C.S.G. no es un perturbado, ni un extravagante, ni peligroso: simplemente se va apagando. El retraimiento, la apatía, la inaccesibilidad afectiva, le producen un sufrimiento silencioso. No es una tormenta, sino una erosión lenta: la capacidad de interesarse, de responder emocionalmente, de actuar -todas ellas funciones básicas de la vida psíquica- en él se van extinguiendo poco a poco.

Estoy de acuerdo con ustedes; lo más devastador de Christian no es la psicosis, sino la pérdida de vitalidad interior. No tiene iniciativa, ni voluntad, ni deseo. Es como si la maquinaria que impulsa la acción humana hubiera sido desconectada. La vida se conviertió en él en una serie de tareas que requieren un esfuerzo descomunal, y su vacío afectivo, a veces, es más difícil de soportar que sus alucinaciones.

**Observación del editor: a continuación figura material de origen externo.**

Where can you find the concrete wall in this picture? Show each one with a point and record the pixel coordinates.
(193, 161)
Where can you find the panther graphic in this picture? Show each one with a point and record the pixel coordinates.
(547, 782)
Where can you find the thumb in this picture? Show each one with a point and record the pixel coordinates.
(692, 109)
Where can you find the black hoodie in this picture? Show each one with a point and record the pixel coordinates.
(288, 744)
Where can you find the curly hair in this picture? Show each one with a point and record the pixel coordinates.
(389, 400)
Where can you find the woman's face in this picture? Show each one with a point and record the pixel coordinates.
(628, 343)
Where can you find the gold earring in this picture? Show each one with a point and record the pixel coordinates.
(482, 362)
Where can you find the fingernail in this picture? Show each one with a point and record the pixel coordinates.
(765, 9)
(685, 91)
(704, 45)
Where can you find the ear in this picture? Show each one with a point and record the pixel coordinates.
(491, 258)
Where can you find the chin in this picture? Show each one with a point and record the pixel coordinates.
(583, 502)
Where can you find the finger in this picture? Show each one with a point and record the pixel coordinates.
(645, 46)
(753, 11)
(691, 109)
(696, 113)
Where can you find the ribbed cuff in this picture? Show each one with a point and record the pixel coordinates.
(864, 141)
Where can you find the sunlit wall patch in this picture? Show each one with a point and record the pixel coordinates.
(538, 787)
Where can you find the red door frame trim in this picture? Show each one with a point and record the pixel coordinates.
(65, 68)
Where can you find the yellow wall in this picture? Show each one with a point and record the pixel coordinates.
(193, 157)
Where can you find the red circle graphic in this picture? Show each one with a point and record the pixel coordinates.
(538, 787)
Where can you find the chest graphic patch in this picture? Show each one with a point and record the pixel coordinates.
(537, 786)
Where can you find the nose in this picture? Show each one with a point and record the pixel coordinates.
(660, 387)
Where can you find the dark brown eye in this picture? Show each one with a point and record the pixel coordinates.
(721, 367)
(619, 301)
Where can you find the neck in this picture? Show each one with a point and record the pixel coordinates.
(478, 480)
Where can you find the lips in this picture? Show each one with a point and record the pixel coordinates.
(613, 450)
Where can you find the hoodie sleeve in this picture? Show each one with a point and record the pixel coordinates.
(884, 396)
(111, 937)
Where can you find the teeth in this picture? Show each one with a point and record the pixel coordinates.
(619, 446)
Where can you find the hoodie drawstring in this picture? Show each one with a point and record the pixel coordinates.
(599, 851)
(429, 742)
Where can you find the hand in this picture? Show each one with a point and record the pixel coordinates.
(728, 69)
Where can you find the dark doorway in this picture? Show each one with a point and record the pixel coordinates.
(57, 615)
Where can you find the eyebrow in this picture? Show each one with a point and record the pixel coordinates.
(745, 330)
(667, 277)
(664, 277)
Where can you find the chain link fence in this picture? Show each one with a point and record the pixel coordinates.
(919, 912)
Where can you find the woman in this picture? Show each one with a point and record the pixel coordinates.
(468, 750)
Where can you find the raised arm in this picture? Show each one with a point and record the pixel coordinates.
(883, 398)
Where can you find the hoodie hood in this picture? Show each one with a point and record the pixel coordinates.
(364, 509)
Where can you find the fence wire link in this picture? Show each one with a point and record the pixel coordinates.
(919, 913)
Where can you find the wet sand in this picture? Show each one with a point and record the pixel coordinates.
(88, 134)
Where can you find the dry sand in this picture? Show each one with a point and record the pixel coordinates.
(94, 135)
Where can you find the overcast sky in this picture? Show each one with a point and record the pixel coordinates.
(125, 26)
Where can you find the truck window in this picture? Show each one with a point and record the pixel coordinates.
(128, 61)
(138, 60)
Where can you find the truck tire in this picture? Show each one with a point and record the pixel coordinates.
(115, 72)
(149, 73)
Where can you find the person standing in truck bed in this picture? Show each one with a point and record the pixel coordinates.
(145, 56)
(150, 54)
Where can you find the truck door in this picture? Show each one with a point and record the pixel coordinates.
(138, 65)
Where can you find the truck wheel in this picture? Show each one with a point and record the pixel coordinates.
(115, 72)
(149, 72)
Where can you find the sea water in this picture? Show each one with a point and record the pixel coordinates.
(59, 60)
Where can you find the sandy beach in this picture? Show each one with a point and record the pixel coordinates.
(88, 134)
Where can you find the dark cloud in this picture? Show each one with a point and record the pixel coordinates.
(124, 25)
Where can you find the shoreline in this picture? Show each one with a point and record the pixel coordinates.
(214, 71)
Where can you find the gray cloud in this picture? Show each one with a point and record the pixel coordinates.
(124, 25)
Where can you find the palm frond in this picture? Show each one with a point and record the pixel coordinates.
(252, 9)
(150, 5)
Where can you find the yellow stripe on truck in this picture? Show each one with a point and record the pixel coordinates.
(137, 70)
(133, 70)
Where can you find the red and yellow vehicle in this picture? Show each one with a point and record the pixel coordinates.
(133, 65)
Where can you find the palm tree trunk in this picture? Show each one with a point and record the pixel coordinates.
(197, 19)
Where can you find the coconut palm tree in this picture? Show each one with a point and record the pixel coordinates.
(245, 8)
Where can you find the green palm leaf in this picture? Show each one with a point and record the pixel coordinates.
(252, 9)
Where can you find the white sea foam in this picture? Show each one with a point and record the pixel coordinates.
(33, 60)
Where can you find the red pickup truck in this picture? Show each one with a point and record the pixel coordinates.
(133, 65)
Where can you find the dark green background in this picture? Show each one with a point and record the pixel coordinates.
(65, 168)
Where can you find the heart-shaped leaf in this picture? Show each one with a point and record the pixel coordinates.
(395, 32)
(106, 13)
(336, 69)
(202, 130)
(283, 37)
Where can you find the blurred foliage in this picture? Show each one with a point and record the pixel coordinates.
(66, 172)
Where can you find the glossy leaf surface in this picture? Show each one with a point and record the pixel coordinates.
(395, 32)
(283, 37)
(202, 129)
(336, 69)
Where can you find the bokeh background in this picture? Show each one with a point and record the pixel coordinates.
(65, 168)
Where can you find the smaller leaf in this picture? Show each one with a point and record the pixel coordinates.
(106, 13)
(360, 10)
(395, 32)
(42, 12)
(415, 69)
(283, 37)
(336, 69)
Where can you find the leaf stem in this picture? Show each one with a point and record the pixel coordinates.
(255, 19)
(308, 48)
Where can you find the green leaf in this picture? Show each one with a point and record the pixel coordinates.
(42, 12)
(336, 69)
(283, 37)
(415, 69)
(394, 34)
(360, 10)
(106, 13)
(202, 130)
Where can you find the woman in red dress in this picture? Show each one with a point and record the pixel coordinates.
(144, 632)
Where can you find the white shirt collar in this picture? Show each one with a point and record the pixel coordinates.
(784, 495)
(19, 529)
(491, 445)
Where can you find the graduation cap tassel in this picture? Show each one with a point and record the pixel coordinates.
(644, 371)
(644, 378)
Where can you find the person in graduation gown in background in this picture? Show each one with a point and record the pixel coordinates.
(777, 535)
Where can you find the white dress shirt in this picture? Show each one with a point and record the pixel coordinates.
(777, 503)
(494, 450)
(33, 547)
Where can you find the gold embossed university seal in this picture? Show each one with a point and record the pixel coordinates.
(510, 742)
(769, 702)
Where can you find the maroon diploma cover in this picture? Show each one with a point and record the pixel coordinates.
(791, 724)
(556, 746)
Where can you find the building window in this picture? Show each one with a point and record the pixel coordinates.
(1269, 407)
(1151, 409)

Lo más dramático de Christian es que muy pronto perderá la capacidad de leer y escribir, aspecto esencial de su vida. Su yo se volverá más rígido, la experiencia perderá relieve, el mundo se le alejará. Lo que en otros brota con naturalidad -un gesto, un deseo, una palabra, una emoción- en él debe ser pensado, casi fabricado. Vive, no en la corriente viva de la experiencia, sino en un desierto donde cada acto requiere una voluntad que en breve ya no poseerá. Desgraciadamente, pese a su brillantez, tiene muy mal pronóstico.

«Hay días en que me siento como si hubiera sido deshabitado. Todo lo que soy perdió su color y su gesto. No digo que esté triste: la tristeza sería algo, y es precisamente ese algo lo que no poseo. Estoy desprovisto de mí mismo, como si me hubieran arrancado del centro y sólo quedara una cáscara que actúa por hábito», Pessoa.

«No es que no sintiera nada, sino que los sentimientos habían retrocedido tanto que apenas alcanzaban la superficie. Vivía como quien oye desde lejos una conversación importante, sabiendo que debería comprenderla, pero sin lograr que las palabras le llegaran con la fuerza necesaria», Musil.

«Hay momentos en que la vida se me vuelve inaccesible. Miro las cosas, deseo tocarlas, pero no me tocan. Todo está ahí y, sin embargo, no puedo entrar. Es como si hubiera perdido el pasaporte para el mundo», Lispector.

«No deseaba nada. Era como si la voluntad hubiera sido suprimida en mí. Caminaba, hablaba, actuaba, pero sin impulso interior, como si todo estuviera dirigido desde un lugar externo. Sentía que mi alma, si aún existía, estaba demasiado cansada para manifestarse», Dostoievski.

«A veces siento que el mundo se vuelve de cartón. Los colores se apagan, las voces se alejan, las cosas pierden el tacto. No puedo desear nada, y ese no poder desear es peor que el dolor. Es un silencio gris que se instala detrás de los ojos», Woolf.